Published:  12 November, 2019

A collaboration of New Zealand producers dedicated to producing naturally lower alcohol wines is urging the trade to step beyond the low/no bunker mentality and “celebrate great wines with 30-40% less alcohol”.

Winemaker John Forrest, who instigated and now fronts the NZ Lighter Wines Research Programme, delivered this message at a seminar in London that explored the progress made in delivering lighter in alcohol wines that nonetheless remain expressive of variety and terroir.

The project, now in its thirteenth year, is rooted in delivering lighter alcohol wines through selective leaf removal to slow the vine’s ability to make sugar while delivering otherwise full maturity, along with other ‘natural’ vineyard-based and winemaking techniques, such as yeast that delivers half a degree less alcohol.

Forrest said the emphasis is on delivering the mouthfeel and texture that standard alcohol levels would deliver, while keeping alcohol levels at single digit levels, below 10% abv.

Some 18 producers are now involved in the research and development project, which has been backed by NZ$17m investment since the 2013 vintage, with funding from government, the New Zealand Winegrowers Association and the producers themselves, with the wines carrying a NZ Lighter logo on the label. 

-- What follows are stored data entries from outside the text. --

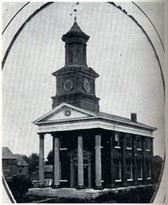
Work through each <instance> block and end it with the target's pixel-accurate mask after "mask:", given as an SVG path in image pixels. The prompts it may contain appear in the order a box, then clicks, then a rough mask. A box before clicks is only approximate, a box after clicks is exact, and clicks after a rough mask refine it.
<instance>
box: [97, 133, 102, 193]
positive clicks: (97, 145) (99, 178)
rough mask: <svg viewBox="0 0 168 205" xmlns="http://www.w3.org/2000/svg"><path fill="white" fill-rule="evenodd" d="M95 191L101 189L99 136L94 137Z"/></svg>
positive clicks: (100, 161)
mask: <svg viewBox="0 0 168 205" xmlns="http://www.w3.org/2000/svg"><path fill="white" fill-rule="evenodd" d="M95 173H96V187H95V188H96V189H101V188H102V161H101V135H96V136H95Z"/></svg>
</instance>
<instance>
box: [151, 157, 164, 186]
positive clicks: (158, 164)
mask: <svg viewBox="0 0 168 205" xmlns="http://www.w3.org/2000/svg"><path fill="white" fill-rule="evenodd" d="M162 165H163V159H162V158H161V157H160V156H158V155H155V156H153V182H154V183H158V180H159V176H160V173H161V169H162Z"/></svg>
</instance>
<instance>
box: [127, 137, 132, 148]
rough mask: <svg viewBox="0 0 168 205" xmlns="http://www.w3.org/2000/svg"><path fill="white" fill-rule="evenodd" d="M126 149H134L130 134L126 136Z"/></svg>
mask: <svg viewBox="0 0 168 205" xmlns="http://www.w3.org/2000/svg"><path fill="white" fill-rule="evenodd" d="M126 148H127V149H132V136H131V135H129V134H127V135H126Z"/></svg>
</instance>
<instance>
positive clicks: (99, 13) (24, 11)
mask: <svg viewBox="0 0 168 205" xmlns="http://www.w3.org/2000/svg"><path fill="white" fill-rule="evenodd" d="M20 4H21V3H20ZM22 4H23V3H22ZM33 4H34V7H36V6H37V3H33ZM125 4H127V3H125ZM139 5H141V4H139ZM16 6H18V3H17V5H16ZM31 6H33V5H31ZM73 6H74V2H73V3H61V2H59V3H54V4H52V5H50V6H48V7H47V8H45V9H44V10H42V11H41V12H40V13H38V14H37V15H36V16H35V17H34V18H33V19H32V20H31V21H30V22H29V23H27V24H26V26H25V27H24V29H23V30H22V32H21V33H20V35H19V36H18V38H17V40H16V41H15V43H14V45H13V47H12V49H11V51H10V53H9V56H8V58H7V61H6V64H5V66H4V70H3V75H2V120H3V121H2V123H3V124H2V126H3V127H2V128H3V132H2V133H3V138H2V145H3V146H8V147H9V148H10V149H11V151H12V152H13V153H20V154H26V155H29V154H31V153H32V152H35V153H38V151H39V138H38V135H37V127H36V126H35V125H34V124H33V123H32V122H33V121H34V120H36V119H37V118H39V117H41V116H42V115H44V114H46V113H47V112H48V111H50V110H51V109H52V108H51V105H52V100H51V97H52V96H55V94H56V82H55V78H54V76H52V74H51V73H53V72H54V71H56V70H58V69H60V68H61V67H63V66H64V65H65V48H64V42H62V40H61V37H62V35H63V34H65V33H66V32H67V31H68V30H69V29H70V28H71V26H72V24H73V15H72V16H70V13H72V11H73V8H74V7H73ZM141 6H142V7H143V8H144V9H146V11H148V12H149V11H150V12H151V15H150V16H151V18H152V20H153V21H154V22H156V26H157V25H158V27H157V29H158V31H159V34H160V36H161V38H162V40H163V41H164V19H163V15H160V17H158V15H157V14H158V13H164V12H163V8H164V7H163V3H145V4H144V3H143V4H142V5H141ZM8 7H9V8H11V4H10V3H4V6H3V21H4V25H5V24H6V22H7V19H9V13H7V10H6V8H8ZM12 7H13V8H14V7H15V5H14V4H13V5H12ZM75 8H77V10H78V11H77V22H78V24H79V26H80V27H81V29H82V30H83V31H84V32H85V33H86V34H88V35H89V36H90V39H89V41H88V43H87V64H88V66H90V67H92V68H93V69H94V70H95V71H96V72H97V73H98V74H99V75H100V77H99V78H98V79H97V80H96V95H97V97H99V98H101V100H100V110H101V111H103V112H107V113H111V114H114V115H119V116H123V117H128V118H130V113H131V112H135V113H137V119H138V121H139V122H141V123H144V124H147V125H150V126H153V127H156V128H157V129H158V130H157V131H156V132H155V133H154V154H155V155H161V156H163V154H164V145H165V141H164V140H165V133H164V129H165V128H164V126H165V121H164V118H165V116H164V115H165V114H164V113H165V110H164V91H163V84H162V79H161V74H160V69H159V65H158V62H157V59H156V56H155V53H154V51H153V49H152V47H151V44H150V43H149V41H148V39H147V38H146V36H145V35H144V33H143V32H142V30H141V29H140V28H139V27H138V26H137V25H136V24H135V22H133V21H132V20H131V19H130V18H128V16H127V15H125V14H124V13H123V12H121V11H120V10H119V9H117V8H116V7H114V6H112V5H110V4H107V3H104V2H101V3H91V2H89V3H84V2H83V3H80V4H79V5H78V6H76V7H75ZM24 12H26V9H25V11H24ZM24 12H23V14H24ZM150 12H149V13H148V14H150ZM134 13H136V10H135V11H134ZM5 14H6V15H5ZM136 15H138V13H136ZM141 15H142V13H141ZM21 17H22V18H23V19H25V15H21ZM155 20H156V21H155ZM15 21H17V19H16V20H15ZM15 23H16V22H15ZM15 25H17V24H15ZM10 26H11V27H12V24H11V25H10ZM14 29H16V30H17V29H18V28H17V26H16V28H14ZM9 39H11V35H10V33H8V30H7V31H6V35H5V36H4V38H3V44H4V45H5V42H8V41H9ZM4 47H5V46H4ZM51 139H52V138H51V136H50V135H46V137H45V156H46V155H47V153H48V152H49V151H50V149H51V148H52V143H51Z"/></svg>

“What we want to be in 2025 is the dominant player, not just in the UK, but in the global market place, with wines of significantly less alcohol and less calories,” said Forrest.

He highlighted research that suggested 41% of UK premium consumers are ‘likely to purchase lighter wines’, but are typically put off by the lack of flavour and character of lower and no alcohol ‘Frankenwines’ that have undergone Physicochemical de-alcoholisation.

Most western markets report similar interest, with educated female consumers at the forefront of engagement in New Zealand where this category is fast growing, drinking examples from such estates as Brancott Estate, Stoneleigh, Villa Maria, Yealands, Spy Valley and Forrest’s own The Doctors’ label.

Moreover, and given that the programme is centred on a commercial imperative of delivering wines that are based on production techniques at no extra cost, the New Zealand experience has revealed that a growing number of consumers are basing their purchasing on "wellness before price", meaning producers “don’t have to trash their prices”.

“There has been an unrealistic push to attach zero to low, it shows lack of [understanding of] science by society… to think you can go from 14% alcohol to zero, taking out the part that we love in wine, is nonsense,” said Forrest.

The next step in the UK, he added, must necessarily be rooted in marketing, understanding the decisions people are taking about wine purchase and what they want, and responding to this with styles that fit modern, healthy lifestyles.

The project is still a work in progress, but a 9% abv The Doctors’ Pinot Noir 2018, which rounded off a lighter alcohol wine tasting at the seminar, showed how far it has come in delivering full character and texture in reds too, with “subtle adjustments in techniques” now allowing for the application of this R&D to “any variety”.

Forrest also stressed that as global warming gathers pace, delivering higher alcohol levels around the world, these same techniques could be used anywhere to help combat the immediate effects of a hotter climate.